Revisiting Locally Differentially Private Protocols: Towards Better Trade-offs in Privacy, Utility, and Attack Resistance
This work addresses the problem of balancing privacy, utility, and security in LDP for data collection in untrusted server settings, representing an incremental improvement through a multi-objective optimization framework.
The paper tackles the challenge of optimizing Local Differential Privacy (LDP) protocols for better trade-offs between privacy, utility, and attack resistance, resulting in adaptive mechanisms that substantially reduce Attacker Success Rate while preserving utility and approaching the Pareto frontier.

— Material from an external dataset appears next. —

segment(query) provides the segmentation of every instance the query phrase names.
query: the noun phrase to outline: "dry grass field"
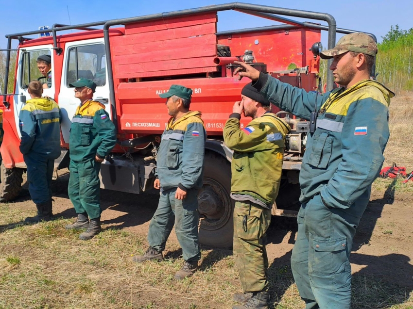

Local Differential Privacy (LDP) offers strong privacy protection, especially in settings in which the server collecting the data is untrusted. However, designing LDP mechanisms that achieve an optimal trade-off between privacy, utility and robustness to adversarial inference and integrity attacks remains challenging. In this work, we introduce a general multi-objective optimization framework for refining LDP protocols, enabling the joint optimization of privacy and utility under various adversarial settings. While our framework is flexible to accommodate multiple privacy and security attacks as well as utility metrics, in this paper, we specifically optimize for Attacker Success Rate (ASR) under \emph{data reconstruction attack} as a concrete measure of privacy leakage and Mean Squared Error (MSE) as a measure of utility. Complementarily, we evaluate integrity-oriented threats through data poisoning attacks, providing an additional adversarial perspective. More precisely, we systematically revisit these trade-offs by analyzing eight state-of-the-art LDP frequency estimation protocols and proposing refined counterparts that leverage tailored optimization techniques. Experimental results demonstrate that our proposed adaptive mechanisms consistently outperform their non-adaptive counterparts, achieving substantial reductions in ASR while preserving utility, and pushing closer to the ASR-MSE Pareto frontier. By bridging the gap between theoretical guarantees and real-world vulnerabilities, our framework enables modular and context-aware deployment of LDP mechanisms with tunable privacy-utility-attackability trade-offs.